The Problem

Select books on your favorite subject, one of the books should be by multiple authors.Use title, author, and two or three other attributes to describe the books. Create a XML, HTML, and JSON file with a table of the books and attributes. Using R, read, load, and compare the tables.

The Solution

For my book selections, I took the reading list from my course in undergrad for “Workshop in Urban Studies,” which used L.A. as out lab. It was a transformative course for me and led me down my eventual career path working within the homeless response system.

Loading Libraries

Initially, I had a modest set of libraries. As the project went on, I added more and more to bug fix singular issues. With so few records to manage, there’s no loss in performance.

library(dplyr)
library(jsonlite)
library(rvest)
library(XML)
library(xml2)
library(lemon)

knit_print.data.frame <- lemon_print

GitHub Files

I was very adamant with myself to only access files directly from the web since we’ll need to do it later on in future assignments/projects. Might as well get used to it now. After creating each table by hand (the HTML was my favorite), I loaded them onto my GitHub.
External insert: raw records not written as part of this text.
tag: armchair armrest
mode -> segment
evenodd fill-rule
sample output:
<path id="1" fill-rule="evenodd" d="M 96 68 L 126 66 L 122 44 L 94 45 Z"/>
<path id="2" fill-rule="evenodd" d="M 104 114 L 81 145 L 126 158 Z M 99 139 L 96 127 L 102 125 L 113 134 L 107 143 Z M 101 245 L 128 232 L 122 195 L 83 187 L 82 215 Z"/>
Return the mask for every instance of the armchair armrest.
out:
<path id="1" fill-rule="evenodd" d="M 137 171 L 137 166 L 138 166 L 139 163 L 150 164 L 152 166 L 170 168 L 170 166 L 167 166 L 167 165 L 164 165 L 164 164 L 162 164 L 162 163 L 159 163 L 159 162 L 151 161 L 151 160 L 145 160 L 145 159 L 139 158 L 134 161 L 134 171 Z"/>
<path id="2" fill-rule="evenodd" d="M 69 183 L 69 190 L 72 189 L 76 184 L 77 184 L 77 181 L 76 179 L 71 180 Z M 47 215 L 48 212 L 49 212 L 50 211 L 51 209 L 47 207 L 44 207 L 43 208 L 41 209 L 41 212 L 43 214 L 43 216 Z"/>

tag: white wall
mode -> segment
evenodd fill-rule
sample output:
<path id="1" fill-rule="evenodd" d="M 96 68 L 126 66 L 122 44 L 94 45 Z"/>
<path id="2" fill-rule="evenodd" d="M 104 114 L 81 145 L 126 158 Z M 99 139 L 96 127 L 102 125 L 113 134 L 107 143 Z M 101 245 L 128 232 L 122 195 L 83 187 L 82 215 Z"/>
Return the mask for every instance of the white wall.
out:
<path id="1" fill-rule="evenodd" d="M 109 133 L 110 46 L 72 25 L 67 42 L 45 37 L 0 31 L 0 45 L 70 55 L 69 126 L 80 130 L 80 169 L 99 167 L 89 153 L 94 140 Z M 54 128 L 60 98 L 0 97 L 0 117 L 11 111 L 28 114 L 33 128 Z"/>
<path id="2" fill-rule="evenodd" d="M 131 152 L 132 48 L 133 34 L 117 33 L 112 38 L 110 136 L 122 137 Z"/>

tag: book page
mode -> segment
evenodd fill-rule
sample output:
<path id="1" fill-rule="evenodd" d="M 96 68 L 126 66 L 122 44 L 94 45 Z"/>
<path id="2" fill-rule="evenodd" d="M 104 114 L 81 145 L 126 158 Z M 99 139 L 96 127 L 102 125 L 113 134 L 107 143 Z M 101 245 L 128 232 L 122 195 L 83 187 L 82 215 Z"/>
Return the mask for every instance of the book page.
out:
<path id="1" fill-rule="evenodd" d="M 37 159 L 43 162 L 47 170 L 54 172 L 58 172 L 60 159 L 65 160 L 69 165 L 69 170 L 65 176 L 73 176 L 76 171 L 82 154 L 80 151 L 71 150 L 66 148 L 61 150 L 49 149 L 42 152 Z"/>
books_jsonURL <- "https://raw.githubusercontent.com/iscostello/Data607/master/bookTable.json"
books_HTMLURL <- "https://raw.githubusercontent.com/iscostello/Data607/master/bookTable.html"
books_XMLURL <- "https://raw.githubusercontent.com/iscostello/Data607/master/bookTable.xml"

JSON

First up was the JSON, and it proved easiest to deal with in a few respects. Using jsonlite package, fronJSON was the only function I really needed. After a bit of trial and error, using as.data.frame from base R worked just fine.

One of the issues I encountered as I attempted to compare XML, JSON, and HTML is that JSON had a weird naming convention for column names. I had to rename them after the fact to line them up with XML and HTML.

books_json <- fromJSON(books_jsonURL) %>% as.data.frame

books_json2 <- books_json %>% rename(Title = Books.List.Title,Author = Books.List.Author,Author = Books.List.Author,Published = Books.List.Published,Publisher = Books.List.Publisher,Subject = Books.List.Subject)

Printing Note

Printing the tables naturally looked awful, so I hunted around for a solution to print out logical looking tables and found the lemon package and some instructions on how to get it working. Other solutions were the DT package, but I found it too bulky for just four rows of data, but good to keep in my backpocket.

head(books_json2)
Title Author Published Publisher Subject
City of Quartz Mike Davis 1990 Verso Books History
The Reluctant Metropolis: The Politics of Urban Growth in Los Angeles William Fulton 1997 The Johns Hopkins University Press Politics
The Next Los Angeles: The Struggle for a Livable City Robert Gottlieb, Regina Freer, Eric Garcetti, Peter Dreier 2006 University of California Press Urban Planning
The Death and Life of Great American Cities Jane Jacobs 1992 Vintage Books Urban Planning

HTML

Next with HTML, I tried to pipe these terms together, but could not get it working appropriately. I went the long way eventually, declaring each step in the process.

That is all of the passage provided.